Tens a cor do ardor!
Rubro tom, esplendor;
Verbo amor! Teus poros... sinto os aromas;
Exalando a mim, odor de ostras.

Que delirante insônia me persegue!
Roupas jogadas, abandonadas no chão;
Sós...nutridas pelas esperanças entregues
Cama fria na ânsia desta paixão.

O corpo suado, sustido pelos sonhos;
Maligna noite, tão extensa!
Deixa olhos de carícia abatidos
A espera da manhã, a carne tensa.

Sombras silenciosas, a respiração, teu cheiro!
Sinto-os quase presentes
E nesta aparência, há um pesar e a certeza:
Do amargor ao perceber na manhã, que estás ausente.





Insone Acordar
Francisco Coimbra


(Vida e Morte do Amor... terreno)



Tens a cor do ardor!
Nem sempre ao acordar não se tem sono
e felizmente nem sempre se perde o poder
de seguir um sonho surgido durante a noite
iluminado por desejos despertos muito perto
de serem à vontade desejo, razão e substância
do ardor sentido com amor, apego substantivo


Que delirante insônia me persegue!
Por isto acaricio na pele a distância do teu corpo
e digo meia dúzia de verdades a mim mesmo
sobre a carência que sinto à transparência
na falta de te ter por perto abrindo indo
onde o dentro entro e fico fluindo nu
prazer da carne onde te alimento


O corpo suado, sustido pelos sonhos;
nas palavras volto como quem as segue
num movimento de marés beijando costas
onde o corpo se torna feminina presença
para uma dança como passos nus e soltos
num minuete em passo doble imaginário
onde o canto se decanta em cantado verso!

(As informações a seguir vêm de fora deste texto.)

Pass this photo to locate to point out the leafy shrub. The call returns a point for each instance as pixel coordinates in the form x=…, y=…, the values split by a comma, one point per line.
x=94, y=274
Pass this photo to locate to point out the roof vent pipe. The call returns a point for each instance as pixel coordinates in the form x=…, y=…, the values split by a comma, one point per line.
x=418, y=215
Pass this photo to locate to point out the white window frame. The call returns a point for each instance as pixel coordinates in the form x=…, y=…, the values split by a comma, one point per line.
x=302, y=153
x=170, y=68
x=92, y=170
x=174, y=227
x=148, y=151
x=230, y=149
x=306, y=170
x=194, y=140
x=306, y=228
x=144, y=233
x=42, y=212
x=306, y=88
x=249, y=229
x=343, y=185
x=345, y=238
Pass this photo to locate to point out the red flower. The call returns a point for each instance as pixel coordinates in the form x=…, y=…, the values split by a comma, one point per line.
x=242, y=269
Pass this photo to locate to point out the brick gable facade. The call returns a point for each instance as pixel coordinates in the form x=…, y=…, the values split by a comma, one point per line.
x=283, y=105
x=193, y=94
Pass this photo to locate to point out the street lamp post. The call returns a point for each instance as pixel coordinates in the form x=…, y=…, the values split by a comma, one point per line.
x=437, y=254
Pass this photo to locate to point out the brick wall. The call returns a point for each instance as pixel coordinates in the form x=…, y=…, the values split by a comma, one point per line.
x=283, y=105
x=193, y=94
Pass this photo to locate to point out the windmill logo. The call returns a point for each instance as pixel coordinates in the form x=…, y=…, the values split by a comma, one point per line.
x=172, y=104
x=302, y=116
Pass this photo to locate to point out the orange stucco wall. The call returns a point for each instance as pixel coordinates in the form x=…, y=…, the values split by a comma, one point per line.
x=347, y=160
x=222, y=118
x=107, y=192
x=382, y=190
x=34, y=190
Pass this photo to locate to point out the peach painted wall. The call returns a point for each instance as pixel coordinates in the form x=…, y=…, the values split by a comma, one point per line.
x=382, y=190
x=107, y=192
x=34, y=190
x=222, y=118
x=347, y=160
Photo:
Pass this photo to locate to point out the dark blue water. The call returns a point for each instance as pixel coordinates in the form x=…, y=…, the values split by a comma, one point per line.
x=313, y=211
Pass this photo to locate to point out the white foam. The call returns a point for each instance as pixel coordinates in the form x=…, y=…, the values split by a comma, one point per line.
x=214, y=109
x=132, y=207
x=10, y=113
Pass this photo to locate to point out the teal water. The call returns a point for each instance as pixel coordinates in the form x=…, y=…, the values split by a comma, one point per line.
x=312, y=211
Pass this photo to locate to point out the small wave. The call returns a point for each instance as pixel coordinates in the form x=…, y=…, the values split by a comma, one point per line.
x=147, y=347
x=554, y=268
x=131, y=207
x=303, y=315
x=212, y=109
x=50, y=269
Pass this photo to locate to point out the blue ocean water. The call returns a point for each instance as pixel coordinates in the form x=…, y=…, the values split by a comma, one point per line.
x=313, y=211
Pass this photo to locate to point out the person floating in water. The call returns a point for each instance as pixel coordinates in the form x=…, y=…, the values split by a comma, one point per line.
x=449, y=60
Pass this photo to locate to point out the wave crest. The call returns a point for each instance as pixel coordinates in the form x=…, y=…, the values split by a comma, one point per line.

Sombras silenciosas, a respiração, teu cheiro!
há uma alegria inocente neste abandono onde sou
a palavra a trautear a língua como linha trabalhada
no tear onde as mãos escrevem seu destino letras
destas palavras onde te abraço como se manda e dá
essa despedida que guardamos no peito e indo vai
a bater o coração que fica com o canto duma poesia!